En date du même jour, Monsieur CRNOVRSANIN fut entendu par un agent du service de police judiciaire, section police des étrangers et des jeux, de la police grand-ducale, sur son identité et sur l’itinéraire suivi pour venir au Luxembourg.

Monsieur CRNOVRSANIN fut entendu en date du 30 novembre 2000 par un agent du ministère de la Justice sur les motifs à la base de sa demande d’asile.

Le ministre de la Justice informa Monsieur CRNOVRSANIN par lettre du 9 février 2001, notifiée en date du 16 mars suivant, de ce que sa demande avait été rejetée comme n’étant pas fondée au motif qu’il n'alléguerait aucune crainte raisonnable de persécutions susceptible de rendre sa vie intolérable dans son pays d’origine, de sorte qu’une crainte justifiée de persécutions en raison de ses opinions politiques, de sa race, de sa religion, de sa nationalité ou de son appartenance à un groupe social ne serait pas établie dans son chef.

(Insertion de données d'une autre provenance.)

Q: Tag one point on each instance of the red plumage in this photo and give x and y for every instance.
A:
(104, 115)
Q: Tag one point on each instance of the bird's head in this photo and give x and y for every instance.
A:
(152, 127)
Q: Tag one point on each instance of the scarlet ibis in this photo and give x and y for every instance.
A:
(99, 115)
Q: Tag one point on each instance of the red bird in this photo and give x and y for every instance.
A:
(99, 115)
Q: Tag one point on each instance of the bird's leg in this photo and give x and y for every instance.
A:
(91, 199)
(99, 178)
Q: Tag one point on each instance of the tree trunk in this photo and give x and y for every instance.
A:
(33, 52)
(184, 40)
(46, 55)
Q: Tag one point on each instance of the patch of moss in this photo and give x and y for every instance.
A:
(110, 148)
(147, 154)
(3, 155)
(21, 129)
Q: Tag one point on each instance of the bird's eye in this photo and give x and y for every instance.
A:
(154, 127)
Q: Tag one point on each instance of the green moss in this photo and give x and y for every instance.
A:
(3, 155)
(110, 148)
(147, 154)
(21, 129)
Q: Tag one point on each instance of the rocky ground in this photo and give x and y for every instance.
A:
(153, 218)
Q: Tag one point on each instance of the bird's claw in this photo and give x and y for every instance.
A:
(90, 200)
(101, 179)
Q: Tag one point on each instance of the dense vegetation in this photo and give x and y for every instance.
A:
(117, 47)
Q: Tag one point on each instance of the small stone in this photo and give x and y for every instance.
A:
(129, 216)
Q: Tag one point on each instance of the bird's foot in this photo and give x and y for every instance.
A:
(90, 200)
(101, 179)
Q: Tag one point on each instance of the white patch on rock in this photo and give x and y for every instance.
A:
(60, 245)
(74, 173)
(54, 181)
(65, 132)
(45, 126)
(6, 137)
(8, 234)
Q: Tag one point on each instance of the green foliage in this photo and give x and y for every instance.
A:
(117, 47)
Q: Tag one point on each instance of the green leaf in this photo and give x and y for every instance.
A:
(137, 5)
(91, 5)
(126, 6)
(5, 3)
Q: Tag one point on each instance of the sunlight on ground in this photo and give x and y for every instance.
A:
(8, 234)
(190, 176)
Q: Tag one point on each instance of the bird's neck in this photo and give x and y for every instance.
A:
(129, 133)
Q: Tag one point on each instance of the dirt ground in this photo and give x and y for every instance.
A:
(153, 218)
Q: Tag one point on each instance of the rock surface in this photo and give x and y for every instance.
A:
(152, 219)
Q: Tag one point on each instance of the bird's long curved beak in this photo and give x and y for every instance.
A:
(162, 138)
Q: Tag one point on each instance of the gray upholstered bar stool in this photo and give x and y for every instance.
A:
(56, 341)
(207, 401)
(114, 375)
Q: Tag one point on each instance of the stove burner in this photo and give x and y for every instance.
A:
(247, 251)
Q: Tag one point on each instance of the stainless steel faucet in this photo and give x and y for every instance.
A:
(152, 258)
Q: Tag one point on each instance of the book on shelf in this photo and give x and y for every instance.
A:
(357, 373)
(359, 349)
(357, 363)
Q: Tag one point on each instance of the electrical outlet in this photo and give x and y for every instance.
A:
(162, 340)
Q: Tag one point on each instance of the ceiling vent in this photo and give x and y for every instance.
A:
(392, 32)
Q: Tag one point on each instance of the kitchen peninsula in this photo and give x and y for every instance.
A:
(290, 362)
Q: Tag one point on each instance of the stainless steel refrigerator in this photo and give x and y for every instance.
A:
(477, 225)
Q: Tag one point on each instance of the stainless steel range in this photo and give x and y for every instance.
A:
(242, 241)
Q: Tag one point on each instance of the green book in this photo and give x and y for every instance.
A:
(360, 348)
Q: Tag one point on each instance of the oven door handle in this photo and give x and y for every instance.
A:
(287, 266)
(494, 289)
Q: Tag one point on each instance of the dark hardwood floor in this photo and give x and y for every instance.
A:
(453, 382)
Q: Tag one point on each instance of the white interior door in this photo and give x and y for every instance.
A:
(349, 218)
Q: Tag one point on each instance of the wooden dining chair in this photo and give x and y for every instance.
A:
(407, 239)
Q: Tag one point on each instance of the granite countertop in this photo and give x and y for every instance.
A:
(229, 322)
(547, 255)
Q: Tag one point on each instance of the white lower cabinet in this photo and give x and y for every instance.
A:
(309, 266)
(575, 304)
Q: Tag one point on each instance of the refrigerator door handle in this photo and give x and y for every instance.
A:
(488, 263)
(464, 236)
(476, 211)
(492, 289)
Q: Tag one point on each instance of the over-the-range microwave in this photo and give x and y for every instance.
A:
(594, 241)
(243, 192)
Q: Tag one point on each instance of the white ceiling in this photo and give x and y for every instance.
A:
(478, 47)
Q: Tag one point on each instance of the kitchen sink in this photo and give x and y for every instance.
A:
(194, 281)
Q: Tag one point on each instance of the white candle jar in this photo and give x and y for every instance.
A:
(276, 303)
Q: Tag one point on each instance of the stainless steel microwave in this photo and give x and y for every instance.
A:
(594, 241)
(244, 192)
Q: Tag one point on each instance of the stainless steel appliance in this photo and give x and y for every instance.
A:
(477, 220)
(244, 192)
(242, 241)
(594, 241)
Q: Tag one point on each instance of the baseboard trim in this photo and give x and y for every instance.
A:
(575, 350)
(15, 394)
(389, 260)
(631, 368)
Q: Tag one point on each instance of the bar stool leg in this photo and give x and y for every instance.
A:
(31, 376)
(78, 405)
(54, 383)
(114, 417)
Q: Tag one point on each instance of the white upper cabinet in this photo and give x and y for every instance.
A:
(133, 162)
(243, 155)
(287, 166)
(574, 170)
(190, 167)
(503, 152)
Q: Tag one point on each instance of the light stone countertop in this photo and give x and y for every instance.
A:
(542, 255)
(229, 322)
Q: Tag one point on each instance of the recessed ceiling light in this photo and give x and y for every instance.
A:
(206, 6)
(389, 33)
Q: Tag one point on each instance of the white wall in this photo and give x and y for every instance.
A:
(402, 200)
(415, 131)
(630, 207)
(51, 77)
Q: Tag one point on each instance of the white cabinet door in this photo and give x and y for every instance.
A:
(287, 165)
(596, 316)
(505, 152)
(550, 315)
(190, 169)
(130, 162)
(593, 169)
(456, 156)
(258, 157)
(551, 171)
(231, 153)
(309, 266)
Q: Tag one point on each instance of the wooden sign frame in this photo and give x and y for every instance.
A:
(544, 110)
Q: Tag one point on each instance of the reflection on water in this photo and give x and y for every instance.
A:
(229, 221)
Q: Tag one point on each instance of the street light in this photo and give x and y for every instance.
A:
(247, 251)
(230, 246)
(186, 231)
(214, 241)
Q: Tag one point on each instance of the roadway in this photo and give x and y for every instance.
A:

A l’encontre de cette décision ministérielle de rejet du 9 février 2001, Monsieur CRNOVRSANIN a fait introduire un recours en réformation par requête déposée le 12 avril 2001.

L’article 12 de la loi modifiée du 3 avril 1996 portant création 1. d’une procédure relative à l’examen d’une demande d’asile, 2. d’un régime de protection temporaire, instaurant un recours au fond en matière de demandes d’asile déclarées non fondées, le tribunal est compétent pour connaître du recours en réformation qui est encore recevable pour avoir été introduit dans les formes et délai de la loi.

A l’appui de son recours, le demandeur, originaire du Monténégro et de confession musulmane, expose avoir subi des provocations de la part des Serbes en raison de sa religion, de manière à ne pas se sentir en sécurité dans son propre pays. Il relève que son père, Monsieur Idriz CRNOVRSANIN, ayant revêtu le rang de sergent dans l’armée yougoslave, aurait déserté au moment où son unité aurait été stationnée près de Golubovac au Monténégro afin d’éviter les provocations et persécutions subies de la part des Serbes du fait de sa religion musulmane et que la désertion d’un cadre de l’armée serait « très sévèrement punie », ainsi qu’en témoignerait un article paru dans le journal « VESTI » du 13 mars 2001 relatant l’arrestation et la mise en prison d’un sous-officier de l’armée yougoslave qui tentait de franchir la frontière, pour conclure que, « par extension, s’il retournait dans son pays, sa vie serait également gravement menacée ». Il renvoie encore à la convocation afin de se présenter pour le contrôle médical d’aptitude pour le service militaire à laquelle il n’aurait pas donné suite, fait pour lequel il risquerait personnellement d’être « puni sévèrement ». Il soutient que sa vie serait partant sérieusement menacée dans son pays d’origine en raison des éléments 2 susénoncés pour conclure à la réformation de la décision ministérielle entreprise pour violation de la loi, sinon pour erreur manifeste d’appréciation des faits.

Le délégué du Gouvernement rétorque que la désertion ne constituerait pas à elle seule un motif valable de reconnaissance du statut de réfugié, qu’une loi d’amnistie aurait été adoptée au mois de mars 2001 par le parlement yougoslave et que le UNHCR aurait en substance confirmé ne pas avoir connaissance de cas d’insoumis ou de déserteurs qui n’auraient pu bénéficier de cette loi. Le représentant étatique renvoie encore à la nouvelle situation politique régnant en Yougoslavie suite à l’élection d’un nouveau président et la constitution d’un nouveau gouvernement démocratiquement élu.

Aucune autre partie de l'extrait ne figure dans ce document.